I have 5 list of words, which basically act as values in a dictionary where the keys are the IDs of the documents.
For each document, I would like to apply some calculations and display the values and results of the calculation in a nested dictionary.
So far so good, I managed to do everything but I am failing in the easiest part.
When showing the resulting nested dictionary, it seems it's only iterating over the last element of each of the 5 lists, and therefore not showing all the elements...
Could anybody explain me where I am failing??
This is the original dictionary data_docs:
{'doc01': ['simpl', 'hello', 'world', 'test', 'python', 'code'],
'doc02': ['today', 'wonder', 'day'],
'doc03': ['studi', 'pac', 'today'],
'doc04': ['write', 'need', 'cup', 'coffe'],
'doc05': ['finish', 'pac', 'use', 'python']}
This is the result I am getting (missing 'simpl','hello', 'world', 'test', 'python' in doc01 as example):
{'doc01': {'code': 0.6989700043360189},
'doc02': {'day': 0.6989700043360189},
'doc03': {'today': 0.3979400086720376},
'doc04': {'coffe': 0.6989700043360189},
'doc05': {'python': 0.3979400086720376}}
And this is the code:
def tfidf (data, idf_score): #function, 2 dictionaries as parameters
tfidf = {} #dict for output
for word, val in data.items(): #for each word and value in data_docs(first dict)

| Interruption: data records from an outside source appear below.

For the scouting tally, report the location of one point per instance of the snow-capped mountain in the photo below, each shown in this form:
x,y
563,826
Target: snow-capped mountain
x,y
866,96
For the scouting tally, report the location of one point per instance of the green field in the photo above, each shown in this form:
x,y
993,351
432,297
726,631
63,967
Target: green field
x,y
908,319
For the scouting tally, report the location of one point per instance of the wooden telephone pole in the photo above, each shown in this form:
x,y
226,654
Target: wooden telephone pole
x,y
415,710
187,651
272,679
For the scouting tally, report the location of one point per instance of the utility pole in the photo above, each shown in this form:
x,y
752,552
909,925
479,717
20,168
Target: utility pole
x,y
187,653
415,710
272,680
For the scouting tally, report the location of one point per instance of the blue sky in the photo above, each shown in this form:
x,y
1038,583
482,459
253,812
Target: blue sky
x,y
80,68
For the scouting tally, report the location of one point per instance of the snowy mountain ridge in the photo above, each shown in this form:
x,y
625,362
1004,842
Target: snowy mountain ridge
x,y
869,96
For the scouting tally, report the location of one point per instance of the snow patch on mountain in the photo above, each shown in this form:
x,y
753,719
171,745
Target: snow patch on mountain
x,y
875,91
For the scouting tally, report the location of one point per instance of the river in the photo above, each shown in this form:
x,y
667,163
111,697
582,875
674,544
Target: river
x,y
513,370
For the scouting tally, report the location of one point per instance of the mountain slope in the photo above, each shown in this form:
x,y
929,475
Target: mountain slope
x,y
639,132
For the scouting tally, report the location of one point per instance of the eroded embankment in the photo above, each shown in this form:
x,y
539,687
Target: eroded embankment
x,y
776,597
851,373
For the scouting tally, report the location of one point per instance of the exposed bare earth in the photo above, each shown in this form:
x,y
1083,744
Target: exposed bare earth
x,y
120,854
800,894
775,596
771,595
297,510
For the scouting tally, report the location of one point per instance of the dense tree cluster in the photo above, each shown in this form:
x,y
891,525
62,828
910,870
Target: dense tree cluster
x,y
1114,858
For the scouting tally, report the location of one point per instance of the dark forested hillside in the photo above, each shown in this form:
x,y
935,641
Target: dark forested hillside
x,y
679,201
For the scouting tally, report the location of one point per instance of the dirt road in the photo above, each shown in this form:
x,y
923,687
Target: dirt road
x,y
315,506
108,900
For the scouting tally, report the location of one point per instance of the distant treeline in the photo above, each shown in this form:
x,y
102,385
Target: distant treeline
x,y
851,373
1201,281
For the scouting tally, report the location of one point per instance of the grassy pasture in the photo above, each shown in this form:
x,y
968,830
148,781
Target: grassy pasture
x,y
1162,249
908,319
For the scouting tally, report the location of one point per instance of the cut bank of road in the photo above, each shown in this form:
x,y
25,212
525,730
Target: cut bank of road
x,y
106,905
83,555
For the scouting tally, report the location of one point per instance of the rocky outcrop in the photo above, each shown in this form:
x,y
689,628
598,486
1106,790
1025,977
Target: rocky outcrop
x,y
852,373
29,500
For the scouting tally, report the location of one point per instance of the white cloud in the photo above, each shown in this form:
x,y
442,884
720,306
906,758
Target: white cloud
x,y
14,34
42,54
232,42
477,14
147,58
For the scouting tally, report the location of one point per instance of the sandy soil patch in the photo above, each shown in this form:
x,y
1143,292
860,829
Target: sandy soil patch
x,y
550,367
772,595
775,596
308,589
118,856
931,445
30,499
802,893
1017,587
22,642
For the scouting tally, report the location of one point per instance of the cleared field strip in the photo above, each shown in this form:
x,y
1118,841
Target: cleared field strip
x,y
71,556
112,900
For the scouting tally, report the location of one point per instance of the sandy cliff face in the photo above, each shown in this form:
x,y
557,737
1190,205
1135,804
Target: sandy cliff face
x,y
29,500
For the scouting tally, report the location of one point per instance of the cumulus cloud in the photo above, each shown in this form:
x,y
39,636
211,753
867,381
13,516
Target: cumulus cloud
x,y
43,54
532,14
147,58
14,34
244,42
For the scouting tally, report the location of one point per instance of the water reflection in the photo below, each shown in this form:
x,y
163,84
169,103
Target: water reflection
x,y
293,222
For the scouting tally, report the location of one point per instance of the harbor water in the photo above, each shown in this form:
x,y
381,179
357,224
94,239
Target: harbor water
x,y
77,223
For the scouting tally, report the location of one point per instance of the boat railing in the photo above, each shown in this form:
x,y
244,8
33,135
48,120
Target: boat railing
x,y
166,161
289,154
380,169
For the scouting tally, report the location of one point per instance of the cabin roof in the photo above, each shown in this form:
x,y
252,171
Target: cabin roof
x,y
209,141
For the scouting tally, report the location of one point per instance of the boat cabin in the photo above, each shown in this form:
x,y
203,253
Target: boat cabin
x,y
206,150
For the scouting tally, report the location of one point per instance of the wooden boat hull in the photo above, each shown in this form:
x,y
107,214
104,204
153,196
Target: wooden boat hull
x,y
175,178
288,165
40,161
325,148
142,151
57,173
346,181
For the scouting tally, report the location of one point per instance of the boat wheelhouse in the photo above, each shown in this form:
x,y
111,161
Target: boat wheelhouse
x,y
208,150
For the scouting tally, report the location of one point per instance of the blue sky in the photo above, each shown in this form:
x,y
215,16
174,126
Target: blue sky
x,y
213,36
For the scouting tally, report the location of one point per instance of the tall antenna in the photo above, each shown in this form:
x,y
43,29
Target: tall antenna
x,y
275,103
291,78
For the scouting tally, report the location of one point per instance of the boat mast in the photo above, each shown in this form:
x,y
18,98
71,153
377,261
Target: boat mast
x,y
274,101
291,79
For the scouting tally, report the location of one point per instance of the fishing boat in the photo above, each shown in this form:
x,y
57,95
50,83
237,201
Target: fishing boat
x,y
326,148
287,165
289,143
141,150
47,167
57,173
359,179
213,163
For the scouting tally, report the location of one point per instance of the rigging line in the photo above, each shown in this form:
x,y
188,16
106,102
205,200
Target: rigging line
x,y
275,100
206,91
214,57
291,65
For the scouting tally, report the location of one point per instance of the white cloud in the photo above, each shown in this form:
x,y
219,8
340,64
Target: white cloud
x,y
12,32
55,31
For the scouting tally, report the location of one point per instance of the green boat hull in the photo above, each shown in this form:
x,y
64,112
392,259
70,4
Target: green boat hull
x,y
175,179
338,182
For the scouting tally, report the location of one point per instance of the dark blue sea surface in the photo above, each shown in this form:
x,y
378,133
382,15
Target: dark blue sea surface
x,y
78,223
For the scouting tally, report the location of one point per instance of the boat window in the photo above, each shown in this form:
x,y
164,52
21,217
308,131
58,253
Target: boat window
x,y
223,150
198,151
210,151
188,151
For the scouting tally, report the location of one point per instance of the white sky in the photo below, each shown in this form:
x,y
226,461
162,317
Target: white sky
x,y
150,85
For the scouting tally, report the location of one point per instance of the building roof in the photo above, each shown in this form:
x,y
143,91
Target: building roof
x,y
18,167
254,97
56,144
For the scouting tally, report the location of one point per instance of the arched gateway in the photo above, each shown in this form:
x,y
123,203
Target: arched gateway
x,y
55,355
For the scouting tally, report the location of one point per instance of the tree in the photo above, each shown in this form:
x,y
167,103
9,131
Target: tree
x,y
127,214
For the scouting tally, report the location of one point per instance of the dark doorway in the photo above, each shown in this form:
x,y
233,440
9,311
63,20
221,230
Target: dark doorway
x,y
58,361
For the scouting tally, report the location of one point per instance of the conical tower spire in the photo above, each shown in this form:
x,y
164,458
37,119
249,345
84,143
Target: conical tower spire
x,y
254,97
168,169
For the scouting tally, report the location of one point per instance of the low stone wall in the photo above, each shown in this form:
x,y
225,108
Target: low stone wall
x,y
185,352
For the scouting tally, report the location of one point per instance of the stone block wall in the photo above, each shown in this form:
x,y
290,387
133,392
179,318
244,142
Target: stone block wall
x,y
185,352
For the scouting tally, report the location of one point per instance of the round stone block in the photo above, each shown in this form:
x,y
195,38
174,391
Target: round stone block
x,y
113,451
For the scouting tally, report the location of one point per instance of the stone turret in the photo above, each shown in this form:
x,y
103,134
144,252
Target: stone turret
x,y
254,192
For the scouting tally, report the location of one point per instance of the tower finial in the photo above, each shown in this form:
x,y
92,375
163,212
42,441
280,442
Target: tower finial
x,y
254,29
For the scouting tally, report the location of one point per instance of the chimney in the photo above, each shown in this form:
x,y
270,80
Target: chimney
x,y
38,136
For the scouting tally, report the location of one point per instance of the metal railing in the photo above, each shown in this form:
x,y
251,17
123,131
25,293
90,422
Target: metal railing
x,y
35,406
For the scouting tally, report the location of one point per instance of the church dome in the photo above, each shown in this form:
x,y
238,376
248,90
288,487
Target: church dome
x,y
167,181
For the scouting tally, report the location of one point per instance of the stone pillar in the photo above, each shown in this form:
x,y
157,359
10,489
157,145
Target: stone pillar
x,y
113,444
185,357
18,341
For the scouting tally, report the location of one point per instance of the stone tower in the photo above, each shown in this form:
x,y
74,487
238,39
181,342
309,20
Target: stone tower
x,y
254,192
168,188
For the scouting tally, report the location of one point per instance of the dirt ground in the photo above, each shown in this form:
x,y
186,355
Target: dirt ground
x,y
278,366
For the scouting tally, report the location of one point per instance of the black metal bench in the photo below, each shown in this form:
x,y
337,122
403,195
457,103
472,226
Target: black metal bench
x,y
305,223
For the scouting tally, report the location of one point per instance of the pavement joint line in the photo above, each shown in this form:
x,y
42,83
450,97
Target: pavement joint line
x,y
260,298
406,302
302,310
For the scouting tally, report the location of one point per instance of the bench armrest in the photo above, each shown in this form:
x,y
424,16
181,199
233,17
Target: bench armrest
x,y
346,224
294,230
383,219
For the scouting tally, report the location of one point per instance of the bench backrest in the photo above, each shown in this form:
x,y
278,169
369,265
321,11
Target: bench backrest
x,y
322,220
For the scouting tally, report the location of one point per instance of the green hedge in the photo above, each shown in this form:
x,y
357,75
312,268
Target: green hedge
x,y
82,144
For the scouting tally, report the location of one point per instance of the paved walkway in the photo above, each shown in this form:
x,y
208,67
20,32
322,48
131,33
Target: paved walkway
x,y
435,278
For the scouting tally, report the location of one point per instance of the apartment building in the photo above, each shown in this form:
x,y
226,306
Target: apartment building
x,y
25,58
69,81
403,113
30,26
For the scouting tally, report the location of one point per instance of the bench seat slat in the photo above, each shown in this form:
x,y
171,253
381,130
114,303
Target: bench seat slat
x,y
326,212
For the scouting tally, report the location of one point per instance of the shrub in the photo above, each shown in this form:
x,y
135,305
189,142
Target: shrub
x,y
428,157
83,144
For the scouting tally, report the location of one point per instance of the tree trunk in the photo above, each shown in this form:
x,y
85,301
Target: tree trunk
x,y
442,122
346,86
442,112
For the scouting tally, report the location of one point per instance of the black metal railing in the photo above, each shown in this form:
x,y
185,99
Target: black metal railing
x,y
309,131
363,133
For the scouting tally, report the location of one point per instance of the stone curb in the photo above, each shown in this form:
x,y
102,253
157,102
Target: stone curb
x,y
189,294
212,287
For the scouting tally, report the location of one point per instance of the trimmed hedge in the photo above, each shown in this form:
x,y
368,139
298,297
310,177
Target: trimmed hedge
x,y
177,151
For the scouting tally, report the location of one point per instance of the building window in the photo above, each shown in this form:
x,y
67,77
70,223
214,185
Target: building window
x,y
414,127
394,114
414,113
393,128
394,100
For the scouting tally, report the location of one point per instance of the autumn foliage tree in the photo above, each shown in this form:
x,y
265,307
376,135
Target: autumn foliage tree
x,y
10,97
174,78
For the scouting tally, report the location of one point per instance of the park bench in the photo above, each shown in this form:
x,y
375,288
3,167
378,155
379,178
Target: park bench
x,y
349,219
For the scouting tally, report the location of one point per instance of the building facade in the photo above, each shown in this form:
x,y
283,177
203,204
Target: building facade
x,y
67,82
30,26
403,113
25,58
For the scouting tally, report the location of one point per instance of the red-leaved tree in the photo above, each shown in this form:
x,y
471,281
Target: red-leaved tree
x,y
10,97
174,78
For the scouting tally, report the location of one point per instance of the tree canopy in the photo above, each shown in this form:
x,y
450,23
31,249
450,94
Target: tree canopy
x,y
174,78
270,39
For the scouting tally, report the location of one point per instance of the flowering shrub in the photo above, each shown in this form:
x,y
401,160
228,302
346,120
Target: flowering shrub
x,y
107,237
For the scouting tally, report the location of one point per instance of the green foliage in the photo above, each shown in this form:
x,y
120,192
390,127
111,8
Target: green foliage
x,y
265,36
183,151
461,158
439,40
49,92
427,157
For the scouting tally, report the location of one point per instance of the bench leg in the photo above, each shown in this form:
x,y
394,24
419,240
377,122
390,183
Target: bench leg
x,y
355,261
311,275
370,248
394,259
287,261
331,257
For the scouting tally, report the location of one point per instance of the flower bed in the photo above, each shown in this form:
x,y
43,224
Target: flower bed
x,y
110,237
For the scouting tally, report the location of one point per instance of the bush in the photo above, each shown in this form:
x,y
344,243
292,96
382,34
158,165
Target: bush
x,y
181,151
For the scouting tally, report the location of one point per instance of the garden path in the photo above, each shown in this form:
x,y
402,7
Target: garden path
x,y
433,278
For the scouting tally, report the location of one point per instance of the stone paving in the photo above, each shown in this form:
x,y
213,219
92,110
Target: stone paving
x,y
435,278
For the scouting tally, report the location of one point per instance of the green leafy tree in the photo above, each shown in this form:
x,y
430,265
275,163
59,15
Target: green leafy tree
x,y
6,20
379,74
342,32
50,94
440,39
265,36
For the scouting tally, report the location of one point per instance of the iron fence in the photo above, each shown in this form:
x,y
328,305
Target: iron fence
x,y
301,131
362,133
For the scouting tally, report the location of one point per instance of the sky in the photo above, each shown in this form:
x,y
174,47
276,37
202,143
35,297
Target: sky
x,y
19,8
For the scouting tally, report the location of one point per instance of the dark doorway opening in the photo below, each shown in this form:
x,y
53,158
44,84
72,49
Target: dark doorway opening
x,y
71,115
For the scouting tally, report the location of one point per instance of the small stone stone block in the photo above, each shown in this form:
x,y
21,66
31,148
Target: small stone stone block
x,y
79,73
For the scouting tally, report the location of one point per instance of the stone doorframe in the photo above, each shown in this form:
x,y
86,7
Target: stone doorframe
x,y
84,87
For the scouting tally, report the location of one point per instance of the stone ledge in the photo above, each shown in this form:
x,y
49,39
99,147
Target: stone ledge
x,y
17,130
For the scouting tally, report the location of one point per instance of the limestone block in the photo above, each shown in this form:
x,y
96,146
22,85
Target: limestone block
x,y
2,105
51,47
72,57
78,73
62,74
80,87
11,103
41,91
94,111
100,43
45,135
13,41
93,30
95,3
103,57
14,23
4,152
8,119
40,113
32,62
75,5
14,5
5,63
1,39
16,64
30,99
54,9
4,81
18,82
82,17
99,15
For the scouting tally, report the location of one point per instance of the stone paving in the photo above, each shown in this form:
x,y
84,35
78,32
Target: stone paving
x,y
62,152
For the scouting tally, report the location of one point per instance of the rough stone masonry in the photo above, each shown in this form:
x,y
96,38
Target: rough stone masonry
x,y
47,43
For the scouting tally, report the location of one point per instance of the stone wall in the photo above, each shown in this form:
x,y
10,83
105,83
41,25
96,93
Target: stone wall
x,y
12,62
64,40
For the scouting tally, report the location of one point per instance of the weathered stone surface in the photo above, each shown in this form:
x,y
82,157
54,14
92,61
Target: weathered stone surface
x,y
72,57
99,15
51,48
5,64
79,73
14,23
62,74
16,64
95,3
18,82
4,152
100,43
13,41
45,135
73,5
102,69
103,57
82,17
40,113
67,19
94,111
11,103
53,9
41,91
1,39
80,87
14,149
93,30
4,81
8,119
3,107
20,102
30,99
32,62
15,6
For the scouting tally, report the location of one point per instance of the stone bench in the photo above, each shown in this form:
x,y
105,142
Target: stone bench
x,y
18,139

for v in val: #for each value in each list
a = val.count(v) #count the number of times that appears in that list
scores = {v :a * idf_score[v]} # dictionary that will act as value in the nested
tfidf[word] = scores #final dictionary, the key is doc01,doc02... and the value the above dict
return tfidf
tfidf(data_docs, idf_score)
Thanks,
CodePudding user response:
Did you mean to do this?
def tfidf(data, idf_score): # function, 2 dictionaries as parameters
tfidf = {} # dict for output
for word, val in data.items(): # for each word and value in data_docs(first dict)
scores = {} # <---- a new dict for each outer iteration
for v in val: # for each value in each list
a = val.count(v) # count the number of times that appears in that list
scores[v] = a * idf_score[v] # <---- keep adding items to the dictionary
tfidf[word] = scores # final dictionary, the key is doc01,doc02... and the value the above dict
return tfidf
... see my changes with <----- arrow :) Returns:
{'doc01': {'simpl': 1,
'hello': 1,
'world': 1,
'test': 1,
'python': 1,
'code': 1},
'doc02': {'today': 1, 'wonder': 1, 'day': 1},
'doc03': {'studi': 1, 'pac': 1, 'today': 1},
'doc04': {'write': 1, 'need': 1, 'cup': 1, 'coffe': 1},
'doc05': {'finish': 1, 'pac': 1, 'use': 1, 'python': 1}}